Jonathan Blow has given a speech at GDC, it was here he aired Braid’s development cost which mostly covered hiring an artist.
Braid ”was a lot of work” he says, Blow worked an average of ”three or four hours” a day on development with ”self-imposed crunch periods.” Focusing testing ”was terrible” for his creation.
”The scores were terrible. And then you could feel the interest in this game at Microsoft evaporating rapidly. They stopped answering my emails quite so quickly,” said Blow, speaking on Microsoft’s focusing testing process.
”Any publisher who takes a gatekeeper role doesn’t necessarily understand what makes a good or bad game in the first place,” he noted. ”What they greenlight or turn down isn’t necessarily in their best interests, even though they think it might be.”
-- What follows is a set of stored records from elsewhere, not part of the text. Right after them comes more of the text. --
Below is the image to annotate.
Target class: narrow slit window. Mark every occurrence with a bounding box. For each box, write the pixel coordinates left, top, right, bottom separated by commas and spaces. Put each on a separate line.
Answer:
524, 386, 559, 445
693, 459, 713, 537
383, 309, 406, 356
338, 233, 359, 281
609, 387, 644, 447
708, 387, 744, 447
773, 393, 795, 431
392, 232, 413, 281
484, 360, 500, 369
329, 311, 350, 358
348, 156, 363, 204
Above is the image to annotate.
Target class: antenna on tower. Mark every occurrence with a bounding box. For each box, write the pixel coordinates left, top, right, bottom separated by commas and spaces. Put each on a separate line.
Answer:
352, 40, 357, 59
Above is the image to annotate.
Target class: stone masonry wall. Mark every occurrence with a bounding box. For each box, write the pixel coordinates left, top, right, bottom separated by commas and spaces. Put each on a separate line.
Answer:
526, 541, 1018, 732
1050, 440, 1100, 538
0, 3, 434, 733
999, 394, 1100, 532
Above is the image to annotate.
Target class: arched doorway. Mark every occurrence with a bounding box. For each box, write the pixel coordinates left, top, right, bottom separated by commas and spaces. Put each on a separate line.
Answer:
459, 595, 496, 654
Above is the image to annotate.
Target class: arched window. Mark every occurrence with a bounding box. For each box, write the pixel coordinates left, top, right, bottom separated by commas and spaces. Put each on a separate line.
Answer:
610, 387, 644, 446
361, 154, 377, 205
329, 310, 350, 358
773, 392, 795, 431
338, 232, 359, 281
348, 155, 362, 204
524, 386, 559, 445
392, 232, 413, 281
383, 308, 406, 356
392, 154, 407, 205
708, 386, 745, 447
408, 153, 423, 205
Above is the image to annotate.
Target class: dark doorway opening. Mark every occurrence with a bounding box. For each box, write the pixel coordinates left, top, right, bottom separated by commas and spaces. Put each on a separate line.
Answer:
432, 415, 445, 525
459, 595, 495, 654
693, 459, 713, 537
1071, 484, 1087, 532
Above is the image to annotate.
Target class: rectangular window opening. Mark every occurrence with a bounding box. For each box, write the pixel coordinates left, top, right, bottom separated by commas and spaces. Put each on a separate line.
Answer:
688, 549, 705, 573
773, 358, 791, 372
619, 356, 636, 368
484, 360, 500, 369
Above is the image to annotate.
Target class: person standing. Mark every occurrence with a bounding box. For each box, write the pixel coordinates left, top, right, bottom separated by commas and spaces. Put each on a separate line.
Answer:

As for the two-hundred thousand smackers it cost to make the arcade hit Braid: ”…a lot of that 200k was spent because I didn’t want to live in a shack somewhere… It doesn’t require USD 200,000 to make a game.”
”It requires a PC, a dev kit and enough money to live on for the time it takes to develop, plus extra time because it will always slip. If you can live for three years at your Mom’s house, you can make a game for free,” he said. You got a couple of hundred grand to make a cult hit and earn the mega bucks?